The assembly line sped up the manufacturing process dramatically. It allowed factories to churn out products at a remarkable rate, and also managed to reduce labor hours necessary to complete a product—benefiting many workers who used to spend 10 to 12 hours a day in the factory trying to meet quotas.
Why was the assembly line more efficient?
Since it was a moving piece of machinery, it allowed workers to add identical parts to each new car. Each car was created exactly alike so that all parts worked for each car. This made for faster creation, faster repairs, and cheaper prices.
How did the assembly line impact the economy?
Workers then have more money to buy products, creating what economists call a virtuous cycle of growth. The assembly line also changed the way people worked and lived, accelerating the shift from rural areas to cities, and increasing the number of people doing repetitive, low-skilled jobs.
What were the negative effects of the assembly line?
“The negative effects of the assembly line were minimal but apparent.
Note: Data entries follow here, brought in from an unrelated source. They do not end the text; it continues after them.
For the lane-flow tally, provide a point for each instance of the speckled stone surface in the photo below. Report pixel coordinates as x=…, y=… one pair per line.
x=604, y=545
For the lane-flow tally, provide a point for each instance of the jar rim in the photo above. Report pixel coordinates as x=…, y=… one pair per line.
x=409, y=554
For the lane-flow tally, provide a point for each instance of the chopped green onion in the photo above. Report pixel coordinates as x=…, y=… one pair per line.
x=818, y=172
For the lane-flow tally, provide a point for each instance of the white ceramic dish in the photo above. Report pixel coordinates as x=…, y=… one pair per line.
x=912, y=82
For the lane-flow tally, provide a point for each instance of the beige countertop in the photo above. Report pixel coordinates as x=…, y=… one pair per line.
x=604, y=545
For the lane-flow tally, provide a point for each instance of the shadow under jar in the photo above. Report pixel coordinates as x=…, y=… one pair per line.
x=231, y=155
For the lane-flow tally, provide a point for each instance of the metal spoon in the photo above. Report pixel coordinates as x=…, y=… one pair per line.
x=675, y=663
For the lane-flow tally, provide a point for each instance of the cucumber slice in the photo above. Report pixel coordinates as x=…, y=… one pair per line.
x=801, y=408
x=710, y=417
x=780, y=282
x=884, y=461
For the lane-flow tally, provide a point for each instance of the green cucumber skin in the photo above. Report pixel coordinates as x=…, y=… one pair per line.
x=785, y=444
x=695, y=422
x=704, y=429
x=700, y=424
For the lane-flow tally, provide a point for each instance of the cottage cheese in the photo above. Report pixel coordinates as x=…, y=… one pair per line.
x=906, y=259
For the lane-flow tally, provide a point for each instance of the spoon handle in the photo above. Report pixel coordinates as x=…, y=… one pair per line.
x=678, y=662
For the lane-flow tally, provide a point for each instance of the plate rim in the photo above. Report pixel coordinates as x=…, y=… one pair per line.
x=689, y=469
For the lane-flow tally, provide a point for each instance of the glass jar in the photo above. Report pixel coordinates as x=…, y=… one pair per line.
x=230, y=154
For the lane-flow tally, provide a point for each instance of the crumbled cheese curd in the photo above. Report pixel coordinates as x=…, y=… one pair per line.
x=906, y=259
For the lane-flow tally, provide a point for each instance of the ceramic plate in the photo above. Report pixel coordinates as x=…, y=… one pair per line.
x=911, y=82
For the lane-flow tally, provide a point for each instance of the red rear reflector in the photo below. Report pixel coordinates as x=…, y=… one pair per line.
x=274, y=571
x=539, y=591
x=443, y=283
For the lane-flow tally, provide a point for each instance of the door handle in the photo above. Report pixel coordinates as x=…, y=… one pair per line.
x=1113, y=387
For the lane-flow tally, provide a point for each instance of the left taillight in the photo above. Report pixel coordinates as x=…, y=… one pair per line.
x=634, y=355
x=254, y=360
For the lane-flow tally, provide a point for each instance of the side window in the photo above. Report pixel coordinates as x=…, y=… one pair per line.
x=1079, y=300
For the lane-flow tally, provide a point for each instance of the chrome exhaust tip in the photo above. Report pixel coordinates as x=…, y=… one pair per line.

Although the workers were paid well for their labor, they worked long days… Many factories required the workers to work for hours without stop and many tired out quickly.
How did the assembly line affect factory owners?
As the assembly line spread through American industry, it brought dramatic productivity gains but also caused skilled workers to be replaced with low-cost unskilled labour.
Why did many new products come on the market during the 1920s?
The expansion of credit in the 1920s allowed for the sale of more consumer goods and put automobiles within reach of average Americans. With so many new products and so many Americans eager to purchase them, advertising became a central institution in this new consumer economy.
Why was the 1920s economy so good?
The main reasons for America’s economic boom in the 1920s were technological progress which led to the mass production of goods, the electrification of America, new mass marketing techniques, the availability of cheap credit and increased employment which, in turn, created a huge amount of consumers.
Why did the economy crash in the 1920s?
What Caused the 1929 Stock Market Crash? Among the other causes of the stock market crash of 1929 were low wages, the proliferation of debt, a struggling agricultural sector and an excess of large bank loans that could not be liquidated.